Hello,
I’m currently trying to figure out how I can take advantage of the multithreading offered in Root 6 for my existing analysis codes. As a first exercise, I wanted to write a short macro which reads two root trees from separate files and simply goes through the entries using GetEntry(). (I’m aware of the fact, that there are better, more modern options to loop through root trees, however, the logic of my existing analysis codes rely heavily on the GetEntry() entry procedure.) The files “Test1.root” and “Test2.root” are 3 Gb large. Both contain a single tree with six branches, containing typical event by event measurement data.

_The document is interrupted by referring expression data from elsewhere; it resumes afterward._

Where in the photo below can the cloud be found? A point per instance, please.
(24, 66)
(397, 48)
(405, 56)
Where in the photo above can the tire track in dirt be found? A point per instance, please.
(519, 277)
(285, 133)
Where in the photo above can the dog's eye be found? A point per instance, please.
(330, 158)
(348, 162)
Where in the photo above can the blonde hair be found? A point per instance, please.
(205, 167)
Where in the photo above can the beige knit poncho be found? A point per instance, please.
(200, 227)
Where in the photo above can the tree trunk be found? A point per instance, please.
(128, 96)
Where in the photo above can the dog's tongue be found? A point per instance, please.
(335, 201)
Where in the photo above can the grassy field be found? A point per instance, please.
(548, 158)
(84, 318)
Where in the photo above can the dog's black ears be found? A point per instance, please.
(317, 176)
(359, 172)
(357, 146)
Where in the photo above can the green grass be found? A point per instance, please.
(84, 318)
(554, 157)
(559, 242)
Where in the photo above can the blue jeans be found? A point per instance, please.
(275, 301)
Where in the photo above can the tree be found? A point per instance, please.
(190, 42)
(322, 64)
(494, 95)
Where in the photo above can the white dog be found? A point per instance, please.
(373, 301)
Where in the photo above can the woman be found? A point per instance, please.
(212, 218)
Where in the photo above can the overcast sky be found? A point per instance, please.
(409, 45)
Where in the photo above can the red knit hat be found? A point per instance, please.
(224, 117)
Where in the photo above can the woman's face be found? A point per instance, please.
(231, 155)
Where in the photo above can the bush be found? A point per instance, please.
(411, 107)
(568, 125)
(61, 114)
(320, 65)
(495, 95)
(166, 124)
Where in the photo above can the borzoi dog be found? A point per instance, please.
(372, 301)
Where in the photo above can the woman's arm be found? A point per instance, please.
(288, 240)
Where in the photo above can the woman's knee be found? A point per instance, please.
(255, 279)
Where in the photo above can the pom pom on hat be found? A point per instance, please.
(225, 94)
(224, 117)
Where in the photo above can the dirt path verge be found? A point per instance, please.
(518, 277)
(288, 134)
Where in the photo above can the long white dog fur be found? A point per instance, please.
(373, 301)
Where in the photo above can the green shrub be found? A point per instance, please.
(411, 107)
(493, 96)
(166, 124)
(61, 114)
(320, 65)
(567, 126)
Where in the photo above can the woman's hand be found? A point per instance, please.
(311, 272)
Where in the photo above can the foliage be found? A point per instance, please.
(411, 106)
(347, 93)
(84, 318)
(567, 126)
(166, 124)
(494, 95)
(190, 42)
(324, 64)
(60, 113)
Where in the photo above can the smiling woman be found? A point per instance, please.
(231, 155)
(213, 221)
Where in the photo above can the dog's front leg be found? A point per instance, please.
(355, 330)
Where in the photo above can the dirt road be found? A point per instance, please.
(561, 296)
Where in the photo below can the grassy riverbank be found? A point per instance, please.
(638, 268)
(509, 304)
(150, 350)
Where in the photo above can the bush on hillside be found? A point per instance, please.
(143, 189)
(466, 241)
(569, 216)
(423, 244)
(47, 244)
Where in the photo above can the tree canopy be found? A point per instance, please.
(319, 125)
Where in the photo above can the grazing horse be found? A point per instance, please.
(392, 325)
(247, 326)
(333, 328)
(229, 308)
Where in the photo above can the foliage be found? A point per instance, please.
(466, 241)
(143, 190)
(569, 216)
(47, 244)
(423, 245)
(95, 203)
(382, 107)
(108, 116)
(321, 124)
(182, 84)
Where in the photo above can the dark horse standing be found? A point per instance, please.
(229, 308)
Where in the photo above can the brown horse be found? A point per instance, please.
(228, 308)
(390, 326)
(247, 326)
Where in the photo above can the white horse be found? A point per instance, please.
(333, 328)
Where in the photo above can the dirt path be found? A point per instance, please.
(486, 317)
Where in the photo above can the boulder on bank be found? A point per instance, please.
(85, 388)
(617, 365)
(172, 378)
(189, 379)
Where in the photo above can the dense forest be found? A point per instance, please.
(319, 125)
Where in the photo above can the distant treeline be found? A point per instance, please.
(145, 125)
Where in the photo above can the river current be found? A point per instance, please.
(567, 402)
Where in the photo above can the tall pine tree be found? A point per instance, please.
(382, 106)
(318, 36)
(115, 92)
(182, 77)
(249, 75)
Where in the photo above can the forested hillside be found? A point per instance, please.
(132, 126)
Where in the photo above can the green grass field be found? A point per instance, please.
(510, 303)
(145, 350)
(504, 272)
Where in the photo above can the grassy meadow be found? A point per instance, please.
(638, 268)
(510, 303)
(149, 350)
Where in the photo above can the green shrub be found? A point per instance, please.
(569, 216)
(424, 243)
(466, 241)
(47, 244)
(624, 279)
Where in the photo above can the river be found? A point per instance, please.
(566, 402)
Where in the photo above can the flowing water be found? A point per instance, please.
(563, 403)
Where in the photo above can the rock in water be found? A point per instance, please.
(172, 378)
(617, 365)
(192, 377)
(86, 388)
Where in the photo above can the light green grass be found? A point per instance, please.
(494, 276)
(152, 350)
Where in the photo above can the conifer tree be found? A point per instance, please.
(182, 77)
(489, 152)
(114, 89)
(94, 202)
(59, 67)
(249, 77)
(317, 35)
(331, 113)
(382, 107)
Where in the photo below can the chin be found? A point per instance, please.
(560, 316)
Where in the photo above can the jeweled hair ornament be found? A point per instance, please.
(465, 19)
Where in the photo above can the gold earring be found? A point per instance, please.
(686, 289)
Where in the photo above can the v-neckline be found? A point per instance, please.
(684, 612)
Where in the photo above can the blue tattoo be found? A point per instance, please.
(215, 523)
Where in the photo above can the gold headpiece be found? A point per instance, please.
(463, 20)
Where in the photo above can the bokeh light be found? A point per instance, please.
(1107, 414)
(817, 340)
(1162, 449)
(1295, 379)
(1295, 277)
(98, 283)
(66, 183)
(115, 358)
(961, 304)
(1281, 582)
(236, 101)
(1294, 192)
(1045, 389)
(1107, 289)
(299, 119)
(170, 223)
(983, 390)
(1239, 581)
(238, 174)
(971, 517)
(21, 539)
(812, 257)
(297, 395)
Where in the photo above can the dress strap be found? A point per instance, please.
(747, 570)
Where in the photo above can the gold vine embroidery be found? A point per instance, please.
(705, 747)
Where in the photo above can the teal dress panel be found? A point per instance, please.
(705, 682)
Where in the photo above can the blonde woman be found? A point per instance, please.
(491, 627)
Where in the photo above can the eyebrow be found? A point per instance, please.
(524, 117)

In the first version of the code, the analysis is done sequentially, processing one tree at a time.
void singlecore2(){
Long64_t TimeStamp;
Long64_t n1, n2;
TStopwatch watch;
watch.Start();
TFile *f1 = new TFile("Test1.root", "read");
TTree *Traw1 = (TTree*)f1->Get("RawData/Tglobal");
Traw1->SetBranchAddress("TimeStampGlobal",&TimeStamp);
TFile *f2 = new TFile("Test2.root", "read");
TTree *Traw2 = (TTree*)f2->Get("RawData/Tglobal");
Traw2->SetBranchAddress("TimeStampGlobal",&TimeStamp);
n1 = Traw1->GetEntries();
n2 = Traw2->GetEntries();
for(Long64_t j=0; j<n1; j++){
Traw1->GetEntry(j);
}
printf("File 1 - done\n");
for(Long64_t j=0; j<n2; j++){
Traw2->GetEntry(j);
}
printf("File 2 - done\n");
f1->Close();
f2->Close();
cout << "(Processing time: " << watch.RealTime() << ")" <<endl;
}
In the second version of the code, I wanted to do the same thing, by analyzing the two trees in parallel on two different CPU cores using multithreading. For this, I used TTaskGroup following the tutorial mt301_TTaskGroupSimple.C.
void multicore2(){
TStopwatch watch;
watch.Start();
ROOT::EnableImplicitMT(2);
ROOT::Experimental::TTaskGroup tg;
tg.Run([]() {
Long64_t TimeStamp1;
Long64_t n1;
TFile *f1 = new TFile("Test1.root", "read");
TTree *Traw1 = (TTree*)f1->Get("RawData/Tglobal");
Traw1->SetBranchAddress("TimeStampGlobal",&TimeStamp1);
n1 = Traw1->GetEntries();
for(Long64_t j=0; j<n1; j++){
Traw1->GetEntry(j);
}
f1->Close();
cout << TimeStamp1 << endl;
printf("File 1 - done\n");
}
);
tg.Run([]() {
Long64_t TimeStamp2;
Long64_t n2;
TFile *f2 = new TFile("Test2.root", "read");
TTree *Traw2 = (TTree*)f2->Get("RawData/Tglobal");
Traw2->SetBranchAddress("TimeStampGlobal",&TimeStamp2);
n2 = Traw2->GetEntries();
for(Long64_t j=0; j<n2; j++){
Traw2->GetEntry(j);
}
f2->Close();
cout << TimeStamp2 << endl;
printf("File 2 - done\n");
}
);
tg.Wait();
ROOT::DisableImplicitMT();
cout << "(Processing time: " << watch.RealTime() << ")" <<endl;
}
Unfortunately, I’m getting considerably worse performance with multithreading enabled than in sequential mode. Moreover, the processing time seems to be longer if I assign more cores to the multithreading:
Multithreading disabled: 68 s
EnableImplicitMT(2): 247s
EnableImplicitMT(4): 429s
While the code is running, one can observe in the task manager that the activity of the set number of cores indeed goes to 100%.
Any hint or suggestion would be highly appreciated.
ROOT Version: 6.34.02
Platform: Windows 11
Compiler: Visual Studio 17.12.2